A few years ago, I reviewed the tremendous documentary Strong Island (which is also on Netflix), in which filmmaker Yance Ford recounts the 1992 murder of his brother, William Ford, Jr. by a white mechanic. In an interview with the director, he told me something that has stuck with me since: “I don’t want audiences to think that they’re going to come to Strong Island, have a cathartic cry, and then be able to move on about their day. This film is a call to action…I want [the audience] to leave the theater feeling like ‘I see you.’ In the very real and deep sense of what it means to see someone as their whole selves, in their complexity, in their grief, and in their desire to change their own conditions.”
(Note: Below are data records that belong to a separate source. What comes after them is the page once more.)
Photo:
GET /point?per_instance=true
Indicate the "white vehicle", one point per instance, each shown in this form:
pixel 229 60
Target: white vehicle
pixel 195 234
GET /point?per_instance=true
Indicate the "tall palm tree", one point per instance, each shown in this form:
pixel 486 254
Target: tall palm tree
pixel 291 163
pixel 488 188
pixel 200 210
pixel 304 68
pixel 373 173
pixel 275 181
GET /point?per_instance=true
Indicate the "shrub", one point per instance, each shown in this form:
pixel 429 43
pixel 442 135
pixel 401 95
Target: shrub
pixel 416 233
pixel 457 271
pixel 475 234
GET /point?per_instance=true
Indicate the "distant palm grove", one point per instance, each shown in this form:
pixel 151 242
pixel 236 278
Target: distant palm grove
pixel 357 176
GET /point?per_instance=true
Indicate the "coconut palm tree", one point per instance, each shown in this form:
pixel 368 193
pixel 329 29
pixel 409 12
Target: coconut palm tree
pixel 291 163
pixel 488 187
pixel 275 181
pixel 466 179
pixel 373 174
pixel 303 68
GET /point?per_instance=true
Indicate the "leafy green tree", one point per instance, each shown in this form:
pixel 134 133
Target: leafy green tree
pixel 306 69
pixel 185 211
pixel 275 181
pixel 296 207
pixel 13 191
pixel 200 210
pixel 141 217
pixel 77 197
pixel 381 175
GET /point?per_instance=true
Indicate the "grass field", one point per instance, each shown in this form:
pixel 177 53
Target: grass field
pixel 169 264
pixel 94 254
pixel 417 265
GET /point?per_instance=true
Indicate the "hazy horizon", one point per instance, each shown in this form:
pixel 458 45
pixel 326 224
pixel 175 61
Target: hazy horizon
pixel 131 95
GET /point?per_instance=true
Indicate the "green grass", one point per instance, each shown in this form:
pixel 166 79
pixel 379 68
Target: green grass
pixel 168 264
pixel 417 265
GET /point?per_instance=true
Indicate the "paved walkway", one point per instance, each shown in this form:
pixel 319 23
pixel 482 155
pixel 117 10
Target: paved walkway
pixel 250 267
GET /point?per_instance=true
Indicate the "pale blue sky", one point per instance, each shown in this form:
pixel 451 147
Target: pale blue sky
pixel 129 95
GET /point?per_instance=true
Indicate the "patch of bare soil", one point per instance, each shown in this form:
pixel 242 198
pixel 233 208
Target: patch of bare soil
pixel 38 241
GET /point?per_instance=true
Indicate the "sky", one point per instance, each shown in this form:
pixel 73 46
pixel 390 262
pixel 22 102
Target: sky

This is the same hope that I have for When They See Us; that it serves as a call to action. A call to remind ourselves that we can’t continue letting history repeat itself. The U.S. prison population currently stands at 2.2 million, with another 4.5 million people on some form of parole or probation, the highest in the so-called developed world. That’s millions of families held in a kind of purgatory, millions of lives being destroyed, sometimes beyond repair. How many more people have to go through these kinds of experiences before we say enough is enough? And what are we willing to put on the line to make that happen?